Not sure if this is the proper place to "advertise" myself but hey.

If anybody knows of a good website where "classifieds" are posted, please let me know......I think at one time "kicked in the head" was one but not as far as I know anymore.

About me:

36 years old. Playing since high school.

Gear: 

1993 Strat Plus Deluxe
2008 Gibson Les Paul
A&L Folk Cedar acoustic with Dean Markley pickup
American Fender Hot Rod Deluxe amp
Bunch of effects and shit......not many, just 4 I use really. Have a bunch I don't use in a bag.

Looking for:

Just the odd gig here and there. I work rotating shifts (but no weekends!!!) so I'm not looking to do this for a living, but I've been playing guitar to long to just sit around, or like what I do now ~ jam with guys who have no desire to "show off". NOT that I'm a show-boater, I just wanna play in front of people, not the mirror.

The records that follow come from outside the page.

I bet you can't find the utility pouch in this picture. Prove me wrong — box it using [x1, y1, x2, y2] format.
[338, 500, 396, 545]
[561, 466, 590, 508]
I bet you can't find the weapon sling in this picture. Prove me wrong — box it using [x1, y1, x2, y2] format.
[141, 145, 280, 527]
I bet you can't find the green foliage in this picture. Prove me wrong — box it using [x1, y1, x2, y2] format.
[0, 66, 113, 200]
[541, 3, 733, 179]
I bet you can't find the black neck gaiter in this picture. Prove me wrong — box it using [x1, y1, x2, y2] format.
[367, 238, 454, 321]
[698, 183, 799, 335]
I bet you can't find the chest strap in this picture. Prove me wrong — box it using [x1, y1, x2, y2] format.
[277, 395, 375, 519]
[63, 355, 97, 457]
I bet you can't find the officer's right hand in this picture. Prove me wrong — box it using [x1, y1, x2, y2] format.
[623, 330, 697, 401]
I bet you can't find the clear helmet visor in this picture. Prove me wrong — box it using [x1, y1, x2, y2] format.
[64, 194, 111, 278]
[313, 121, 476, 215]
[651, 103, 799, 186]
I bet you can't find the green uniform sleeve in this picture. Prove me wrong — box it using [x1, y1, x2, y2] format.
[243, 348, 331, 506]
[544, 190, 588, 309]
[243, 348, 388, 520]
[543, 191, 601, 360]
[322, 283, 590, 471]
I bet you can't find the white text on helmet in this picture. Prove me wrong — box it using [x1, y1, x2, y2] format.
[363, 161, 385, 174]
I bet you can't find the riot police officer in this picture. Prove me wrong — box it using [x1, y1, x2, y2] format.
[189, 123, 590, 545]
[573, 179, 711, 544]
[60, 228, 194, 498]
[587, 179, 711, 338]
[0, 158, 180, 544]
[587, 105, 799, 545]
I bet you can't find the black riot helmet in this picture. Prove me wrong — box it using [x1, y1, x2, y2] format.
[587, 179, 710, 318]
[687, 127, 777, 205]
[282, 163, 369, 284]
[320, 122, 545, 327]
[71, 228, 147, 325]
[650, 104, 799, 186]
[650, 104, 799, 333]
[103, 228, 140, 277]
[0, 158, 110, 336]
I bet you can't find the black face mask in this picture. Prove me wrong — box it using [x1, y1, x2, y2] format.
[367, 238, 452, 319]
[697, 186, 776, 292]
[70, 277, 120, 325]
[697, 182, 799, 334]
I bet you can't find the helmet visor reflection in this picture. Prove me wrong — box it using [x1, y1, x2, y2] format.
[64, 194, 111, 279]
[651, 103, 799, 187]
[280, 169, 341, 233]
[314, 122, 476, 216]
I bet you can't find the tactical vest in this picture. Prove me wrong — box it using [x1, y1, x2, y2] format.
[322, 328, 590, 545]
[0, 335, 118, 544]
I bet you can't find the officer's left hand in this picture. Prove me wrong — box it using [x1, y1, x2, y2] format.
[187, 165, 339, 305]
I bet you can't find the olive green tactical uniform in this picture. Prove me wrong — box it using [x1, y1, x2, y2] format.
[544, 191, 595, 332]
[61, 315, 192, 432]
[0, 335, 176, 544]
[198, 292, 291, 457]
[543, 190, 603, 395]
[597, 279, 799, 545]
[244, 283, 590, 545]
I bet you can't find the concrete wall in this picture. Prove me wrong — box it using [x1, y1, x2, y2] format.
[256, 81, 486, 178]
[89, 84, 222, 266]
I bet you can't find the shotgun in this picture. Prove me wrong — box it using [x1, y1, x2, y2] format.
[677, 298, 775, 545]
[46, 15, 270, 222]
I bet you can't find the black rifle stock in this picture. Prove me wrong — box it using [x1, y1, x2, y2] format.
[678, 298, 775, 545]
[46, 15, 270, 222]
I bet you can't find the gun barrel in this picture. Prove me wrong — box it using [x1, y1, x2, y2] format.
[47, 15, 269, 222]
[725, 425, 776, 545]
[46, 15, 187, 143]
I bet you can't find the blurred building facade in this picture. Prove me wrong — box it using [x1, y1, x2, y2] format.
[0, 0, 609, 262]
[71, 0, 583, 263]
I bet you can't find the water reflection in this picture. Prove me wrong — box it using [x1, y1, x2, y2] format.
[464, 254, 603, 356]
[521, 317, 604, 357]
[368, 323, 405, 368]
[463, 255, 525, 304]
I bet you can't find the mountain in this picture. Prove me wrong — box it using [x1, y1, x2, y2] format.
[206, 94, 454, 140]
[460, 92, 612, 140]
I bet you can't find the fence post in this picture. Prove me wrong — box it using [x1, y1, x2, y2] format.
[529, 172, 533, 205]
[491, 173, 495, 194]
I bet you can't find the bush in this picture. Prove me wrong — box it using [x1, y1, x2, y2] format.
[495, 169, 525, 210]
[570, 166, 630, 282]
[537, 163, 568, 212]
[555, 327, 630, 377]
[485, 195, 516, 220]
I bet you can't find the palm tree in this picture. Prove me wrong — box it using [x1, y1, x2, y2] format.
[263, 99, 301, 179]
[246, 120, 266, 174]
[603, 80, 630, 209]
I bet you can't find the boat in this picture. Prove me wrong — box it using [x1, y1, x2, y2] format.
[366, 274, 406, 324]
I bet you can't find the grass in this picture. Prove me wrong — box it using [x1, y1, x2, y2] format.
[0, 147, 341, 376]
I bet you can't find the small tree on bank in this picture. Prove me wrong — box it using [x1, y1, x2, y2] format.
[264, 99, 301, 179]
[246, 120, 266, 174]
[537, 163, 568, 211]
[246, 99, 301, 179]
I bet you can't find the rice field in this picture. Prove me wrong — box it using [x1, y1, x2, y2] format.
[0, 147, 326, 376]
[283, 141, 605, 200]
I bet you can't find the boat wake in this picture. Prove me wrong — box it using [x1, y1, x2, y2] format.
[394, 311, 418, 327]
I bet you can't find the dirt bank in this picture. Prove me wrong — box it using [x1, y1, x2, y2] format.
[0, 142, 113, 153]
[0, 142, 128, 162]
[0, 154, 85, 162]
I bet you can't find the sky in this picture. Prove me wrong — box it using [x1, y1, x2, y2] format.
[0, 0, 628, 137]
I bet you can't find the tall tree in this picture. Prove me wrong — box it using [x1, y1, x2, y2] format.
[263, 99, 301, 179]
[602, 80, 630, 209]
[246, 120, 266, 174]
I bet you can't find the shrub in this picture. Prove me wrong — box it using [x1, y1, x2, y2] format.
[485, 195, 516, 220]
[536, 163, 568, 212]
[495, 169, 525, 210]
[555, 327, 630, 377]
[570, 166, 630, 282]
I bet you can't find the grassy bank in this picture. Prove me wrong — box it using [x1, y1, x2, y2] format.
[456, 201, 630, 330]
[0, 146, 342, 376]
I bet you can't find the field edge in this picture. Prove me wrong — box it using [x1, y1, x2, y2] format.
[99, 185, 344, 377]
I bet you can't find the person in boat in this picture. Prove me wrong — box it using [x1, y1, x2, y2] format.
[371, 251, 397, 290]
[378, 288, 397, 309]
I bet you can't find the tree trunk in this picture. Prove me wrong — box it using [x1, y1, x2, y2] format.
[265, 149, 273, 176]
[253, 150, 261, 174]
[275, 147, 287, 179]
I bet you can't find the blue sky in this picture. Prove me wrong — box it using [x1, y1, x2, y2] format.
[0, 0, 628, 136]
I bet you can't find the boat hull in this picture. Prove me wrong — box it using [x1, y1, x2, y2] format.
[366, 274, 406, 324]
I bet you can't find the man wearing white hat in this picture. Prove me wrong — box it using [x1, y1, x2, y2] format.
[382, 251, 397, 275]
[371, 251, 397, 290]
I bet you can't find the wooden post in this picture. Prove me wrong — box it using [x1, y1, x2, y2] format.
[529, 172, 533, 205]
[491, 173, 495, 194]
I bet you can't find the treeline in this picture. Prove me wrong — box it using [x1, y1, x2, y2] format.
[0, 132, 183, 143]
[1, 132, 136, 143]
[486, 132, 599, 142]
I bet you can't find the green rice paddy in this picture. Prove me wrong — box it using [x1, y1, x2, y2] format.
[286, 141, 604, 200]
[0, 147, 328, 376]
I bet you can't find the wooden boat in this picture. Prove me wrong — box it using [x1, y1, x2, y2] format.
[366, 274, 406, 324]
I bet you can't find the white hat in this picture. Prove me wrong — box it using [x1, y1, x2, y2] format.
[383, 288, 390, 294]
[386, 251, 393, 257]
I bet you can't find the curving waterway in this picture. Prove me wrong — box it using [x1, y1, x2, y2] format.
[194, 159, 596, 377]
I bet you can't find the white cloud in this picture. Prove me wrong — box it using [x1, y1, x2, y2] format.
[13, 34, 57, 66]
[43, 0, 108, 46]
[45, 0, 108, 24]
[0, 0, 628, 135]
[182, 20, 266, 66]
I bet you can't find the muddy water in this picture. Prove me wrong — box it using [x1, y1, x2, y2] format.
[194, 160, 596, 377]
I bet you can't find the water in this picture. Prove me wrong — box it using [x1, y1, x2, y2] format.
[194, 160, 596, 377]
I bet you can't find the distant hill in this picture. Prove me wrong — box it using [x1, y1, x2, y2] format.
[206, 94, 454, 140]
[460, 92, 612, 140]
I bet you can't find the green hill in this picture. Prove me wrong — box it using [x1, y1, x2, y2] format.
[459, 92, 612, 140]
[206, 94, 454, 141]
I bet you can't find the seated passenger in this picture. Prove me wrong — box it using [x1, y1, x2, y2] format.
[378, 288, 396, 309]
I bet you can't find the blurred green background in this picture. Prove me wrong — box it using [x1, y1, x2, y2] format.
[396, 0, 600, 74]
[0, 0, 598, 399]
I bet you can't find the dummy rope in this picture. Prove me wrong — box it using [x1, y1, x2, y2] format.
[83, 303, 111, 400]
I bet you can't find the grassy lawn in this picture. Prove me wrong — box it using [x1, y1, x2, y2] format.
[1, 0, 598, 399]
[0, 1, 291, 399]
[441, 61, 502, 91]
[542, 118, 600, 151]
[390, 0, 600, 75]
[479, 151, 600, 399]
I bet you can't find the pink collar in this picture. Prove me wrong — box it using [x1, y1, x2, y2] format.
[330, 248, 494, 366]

Not huge on the "Jam night" at the local pub either.....hate walking in and having the same old conversation......"what do you play? I dunno, what do you play?" kinda thing. However that is a good way to meet people.

I play every second Sunday with a great bunch of guys, and have no desire to stop. Like I said I just wanna branch out and play as much as possible. Yes I said Sunday but it ain't no Gospel band......just a day we can meet, lol.....

I play anything but really heavy-dropped tuned metal stuff.

I'm into Pink Floyd, Eric Clapton, Gary Moore, Joe Bonamossa, ZZ Top.......ANY blues based stuff but of course the classic rock stuff aswell.

Any questions just ask, and like I said, if anybody knows of a good Canadian band classified website, do help.

Cheers.

Darrin.


----------



## Guest (Nov 7, 2009)

Around and about Toronto:

http://www.eyeweekly.com/
http://www.nowtoronto.com/
http://toronto.en.craigslist.ca/muc/


----------



## Big_Daddy (Apr 2, 2009)

I've hooked up with some local people through www.bandmix.ca .:smile:


----------



## ThePass (Aug 10, 2007)

THANKS!!!!


:smile:


----------



## dwagar (Mar 6, 2006)

you might also try posting something at the local music shops, try your community newsletter too.


----------



## Budda (May 29, 2007)

WORD OF MOUTH!

and check kijiji and craigslist classifieds, that's how my friend scored his sweet bass gig.


----------



## JHarasym (Mar 27, 2007)

There are a lot of ads on www.overhear.com
Select Classifieds for Ontario.


----------



## ThePass (Aug 10, 2007)

Thanks again........!

:wave:


----------